At the other extreme, the most able celebrity ex-jock to graduate from big sport to big government was Jack Kemp. Diligent and sincere, the gritty ex-AFL quarterback turned impassioned Congressman earned high praise – at least in conservative circles – for his creative thinking on economics for which he was ultimately honored with the GOP’s vice presidential nod on Bob Dole’s 1996 ticket. That they got swamped by Bill Clinton and Al Gore was hardly Kemp’s fault.
Many who’ve won the White House have reasonably boasted of athletic achievement while others have eagerly played the jock card, that having always been politic. If you want to be boss of the Culture, you gotta be one of the boys.
By any measure of their times, George Washington and Abe Lincoln were superior athletes and Teddie Roosevelt even more so. Dwight Eisenhower and Gerald Ford were college football stars with Ford a bona fide All-American. Jack Kennedy swam, sailed, played touch football. Harry Truman walked. Jimmie Carter jogged. George Bush the elder was Yale’s baseball captain.

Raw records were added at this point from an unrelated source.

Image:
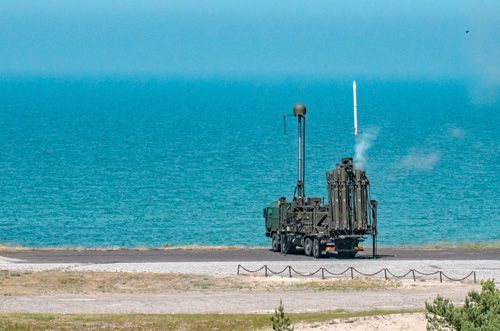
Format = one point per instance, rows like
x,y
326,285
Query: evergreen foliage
x,y
481,311
281,322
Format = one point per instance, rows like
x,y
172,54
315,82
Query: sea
x,y
152,162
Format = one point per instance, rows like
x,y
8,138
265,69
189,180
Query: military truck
x,y
346,219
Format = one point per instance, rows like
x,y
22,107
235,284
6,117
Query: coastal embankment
x,y
201,280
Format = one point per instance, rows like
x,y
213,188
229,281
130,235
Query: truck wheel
x,y
316,248
283,243
308,247
346,255
276,243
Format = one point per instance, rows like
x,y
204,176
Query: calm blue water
x,y
95,162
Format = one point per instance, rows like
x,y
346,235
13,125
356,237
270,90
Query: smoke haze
x,y
421,160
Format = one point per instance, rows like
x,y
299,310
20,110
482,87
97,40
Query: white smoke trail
x,y
363,143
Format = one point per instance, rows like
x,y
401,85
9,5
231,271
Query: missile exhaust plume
x,y
355,109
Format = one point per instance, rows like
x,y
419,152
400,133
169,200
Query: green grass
x,y
195,322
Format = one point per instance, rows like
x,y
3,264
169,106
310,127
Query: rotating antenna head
x,y
299,110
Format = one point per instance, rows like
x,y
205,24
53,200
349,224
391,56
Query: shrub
x,y
481,311
280,321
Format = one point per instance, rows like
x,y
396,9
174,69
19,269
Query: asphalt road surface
x,y
229,255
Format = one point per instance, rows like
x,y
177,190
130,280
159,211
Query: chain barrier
x,y
324,272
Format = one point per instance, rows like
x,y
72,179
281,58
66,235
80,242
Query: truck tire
x,y
346,255
308,246
316,248
276,243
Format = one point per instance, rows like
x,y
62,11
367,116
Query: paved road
x,y
229,255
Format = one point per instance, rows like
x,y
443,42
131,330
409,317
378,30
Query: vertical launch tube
x,y
355,108
299,110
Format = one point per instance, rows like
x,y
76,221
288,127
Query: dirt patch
x,y
15,283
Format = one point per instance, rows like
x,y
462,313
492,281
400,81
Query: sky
x,y
409,39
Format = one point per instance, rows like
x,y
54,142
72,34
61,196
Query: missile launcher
x,y
346,219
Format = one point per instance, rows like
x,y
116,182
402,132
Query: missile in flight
x,y
355,109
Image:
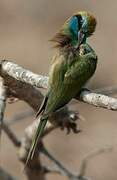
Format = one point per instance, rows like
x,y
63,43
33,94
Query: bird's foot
x,y
70,123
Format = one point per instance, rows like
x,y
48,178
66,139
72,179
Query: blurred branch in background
x,y
22,84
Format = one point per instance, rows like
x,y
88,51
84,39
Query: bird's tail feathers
x,y
39,131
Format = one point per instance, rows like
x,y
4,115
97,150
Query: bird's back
x,y
68,74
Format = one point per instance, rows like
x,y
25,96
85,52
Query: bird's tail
x,y
39,131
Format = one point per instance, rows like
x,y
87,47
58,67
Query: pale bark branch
x,y
11,135
23,84
18,73
2,102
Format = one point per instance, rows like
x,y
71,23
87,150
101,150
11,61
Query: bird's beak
x,y
81,37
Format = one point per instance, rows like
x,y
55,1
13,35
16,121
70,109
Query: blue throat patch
x,y
73,25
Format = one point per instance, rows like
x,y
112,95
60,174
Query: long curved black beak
x,y
81,37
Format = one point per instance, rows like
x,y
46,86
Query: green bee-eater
x,y
70,68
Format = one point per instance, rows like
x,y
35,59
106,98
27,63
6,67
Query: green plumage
x,y
72,66
68,74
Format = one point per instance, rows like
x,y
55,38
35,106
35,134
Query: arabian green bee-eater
x,y
70,69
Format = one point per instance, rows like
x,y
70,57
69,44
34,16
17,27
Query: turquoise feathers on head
x,y
80,25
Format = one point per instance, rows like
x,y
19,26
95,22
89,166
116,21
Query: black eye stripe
x,y
80,20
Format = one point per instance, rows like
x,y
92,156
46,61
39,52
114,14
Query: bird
x,y
73,65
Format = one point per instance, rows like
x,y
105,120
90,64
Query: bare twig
x,y
2,102
5,175
20,83
23,75
11,135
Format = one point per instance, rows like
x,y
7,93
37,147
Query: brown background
x,y
25,28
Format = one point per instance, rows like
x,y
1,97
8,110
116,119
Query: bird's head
x,y
76,29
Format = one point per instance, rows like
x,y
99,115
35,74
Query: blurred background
x,y
25,28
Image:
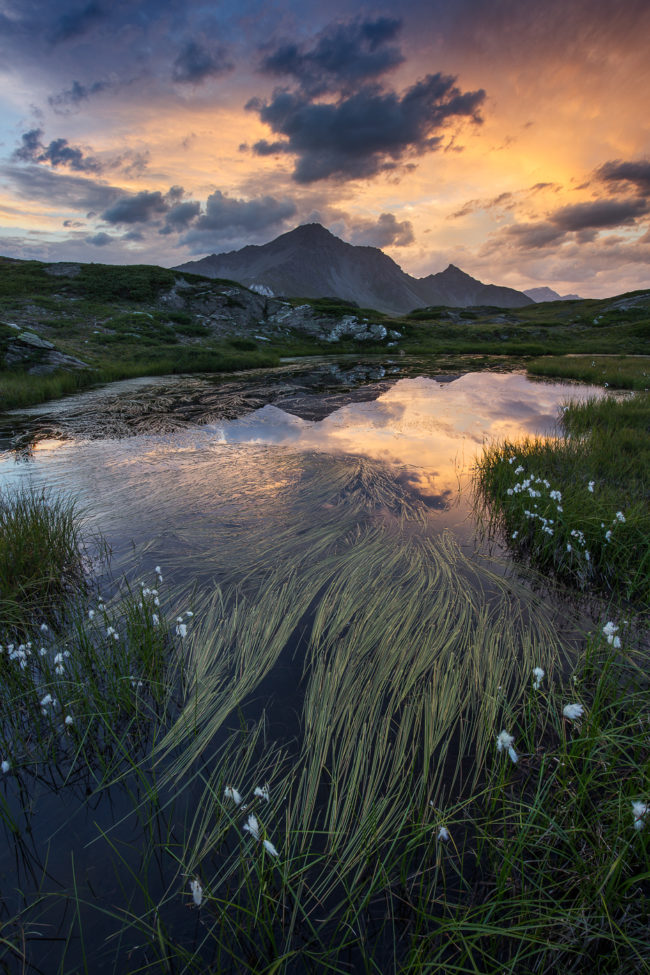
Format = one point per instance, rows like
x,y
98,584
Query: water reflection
x,y
243,472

Ronald Reagan once pretended to be George Gipp. Barack Obama’s love affair with basketball is proper legend. Since Ike, they’ve all, save maybe for Carter and Reagan, been smitten by golf. Richard Nixon, for sure, and possibly also George Bush the younger might have become Baseball commissioners had they not stuck (alas or otherwise) with politics.

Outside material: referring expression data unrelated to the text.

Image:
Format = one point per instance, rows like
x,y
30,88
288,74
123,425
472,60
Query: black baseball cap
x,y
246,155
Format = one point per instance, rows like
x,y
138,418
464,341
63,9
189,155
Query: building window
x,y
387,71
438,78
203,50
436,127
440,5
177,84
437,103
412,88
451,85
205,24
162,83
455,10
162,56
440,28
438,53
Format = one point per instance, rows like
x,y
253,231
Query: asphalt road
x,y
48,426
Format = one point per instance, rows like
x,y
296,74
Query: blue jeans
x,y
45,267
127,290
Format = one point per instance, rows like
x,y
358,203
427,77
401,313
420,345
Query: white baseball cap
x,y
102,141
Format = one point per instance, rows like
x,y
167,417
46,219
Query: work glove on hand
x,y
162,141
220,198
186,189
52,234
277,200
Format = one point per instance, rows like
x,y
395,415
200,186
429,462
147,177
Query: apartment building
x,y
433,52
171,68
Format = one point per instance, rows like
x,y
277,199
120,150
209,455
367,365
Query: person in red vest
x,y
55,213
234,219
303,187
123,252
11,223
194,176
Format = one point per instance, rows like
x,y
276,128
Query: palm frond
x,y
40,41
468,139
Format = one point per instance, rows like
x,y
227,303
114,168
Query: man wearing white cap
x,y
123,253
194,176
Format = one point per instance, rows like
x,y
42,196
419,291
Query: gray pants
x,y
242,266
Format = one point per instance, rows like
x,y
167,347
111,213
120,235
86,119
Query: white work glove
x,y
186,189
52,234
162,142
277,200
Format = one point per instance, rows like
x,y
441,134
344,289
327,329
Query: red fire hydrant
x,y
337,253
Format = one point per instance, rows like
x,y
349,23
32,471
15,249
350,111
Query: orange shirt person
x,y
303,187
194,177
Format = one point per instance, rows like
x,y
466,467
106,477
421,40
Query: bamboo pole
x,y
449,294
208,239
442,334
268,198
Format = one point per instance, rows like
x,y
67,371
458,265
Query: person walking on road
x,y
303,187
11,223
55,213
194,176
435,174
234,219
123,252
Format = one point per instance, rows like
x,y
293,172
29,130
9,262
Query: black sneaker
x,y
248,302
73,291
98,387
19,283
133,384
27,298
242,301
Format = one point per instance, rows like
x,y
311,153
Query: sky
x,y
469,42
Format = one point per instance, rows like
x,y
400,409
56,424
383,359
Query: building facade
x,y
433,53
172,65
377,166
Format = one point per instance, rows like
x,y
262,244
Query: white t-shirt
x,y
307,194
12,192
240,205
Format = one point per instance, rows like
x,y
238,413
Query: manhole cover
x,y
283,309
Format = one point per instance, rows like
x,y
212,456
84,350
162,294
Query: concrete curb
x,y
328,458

But happily (so far) in our history none of our sporting demigods has had the gall to present himself as worthy of the nation’s ultimate honor mainly on the basis of an eminence in any of the games we play, although that day will come surely as Donald Trump’s has.

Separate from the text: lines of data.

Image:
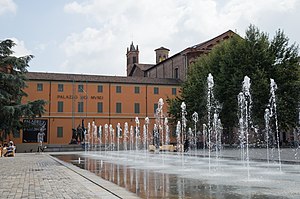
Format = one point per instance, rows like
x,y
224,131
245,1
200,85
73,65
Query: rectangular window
x,y
173,91
80,107
80,88
60,88
60,106
60,132
39,87
137,108
118,89
118,107
155,107
100,88
137,89
156,90
100,107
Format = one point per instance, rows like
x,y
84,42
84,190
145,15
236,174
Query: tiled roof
x,y
43,76
202,47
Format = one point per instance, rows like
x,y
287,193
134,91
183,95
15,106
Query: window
x,y
80,107
100,107
60,132
173,91
39,87
118,107
176,73
137,108
156,90
60,106
60,88
155,107
80,88
100,88
118,89
136,89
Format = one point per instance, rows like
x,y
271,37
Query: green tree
x,y
257,57
12,83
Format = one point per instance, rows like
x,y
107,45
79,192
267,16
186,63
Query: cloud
x,y
175,24
20,49
7,6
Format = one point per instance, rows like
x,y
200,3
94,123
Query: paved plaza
x,y
33,175
39,175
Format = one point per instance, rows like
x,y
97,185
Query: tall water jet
x,y
144,137
100,137
125,138
88,136
112,137
273,113
267,130
204,137
105,136
118,135
94,136
210,100
195,119
189,138
217,132
155,136
131,138
167,131
183,120
159,120
245,104
147,122
178,133
137,132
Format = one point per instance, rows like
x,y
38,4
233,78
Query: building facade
x,y
174,67
76,99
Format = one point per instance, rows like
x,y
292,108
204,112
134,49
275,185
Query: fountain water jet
x,y
245,105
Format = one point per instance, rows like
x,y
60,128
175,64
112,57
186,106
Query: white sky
x,y
91,36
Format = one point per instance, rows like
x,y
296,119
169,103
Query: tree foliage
x,y
258,57
12,84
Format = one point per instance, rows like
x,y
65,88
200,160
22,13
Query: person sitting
x,y
10,150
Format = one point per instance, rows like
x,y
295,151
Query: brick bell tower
x,y
132,57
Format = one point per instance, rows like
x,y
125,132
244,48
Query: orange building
x,y
76,99
103,99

Maybe so far we’ve been lucky. Our most mesmerizing jock-heroes have been indifferent to politics. The Muhammad Alis and Michael Jordans have had no interest while such as Joe DiMaggio, Ted Williams, et al., were contemptuous of such fancies. But given the right set of circumstances, “change,” as they say, always sells. The entrance for celebrities, first inched ajar by Mr. Reagan, has now been flung wide open by Mr. Trump.
In that regard, it may not be too early to worry about what will amuse Tom Brady once his days of gridiron semi-sainthood finally fade in another decade or so. Might LeBron James, ardent cheerleader for Hillary Clinton, have similar ambitions? In the meantime, we have the threatened US Senate candidacy of Curt Schilling, burned-out pitcher born again as populist-pol, to edify us. It’s a great country!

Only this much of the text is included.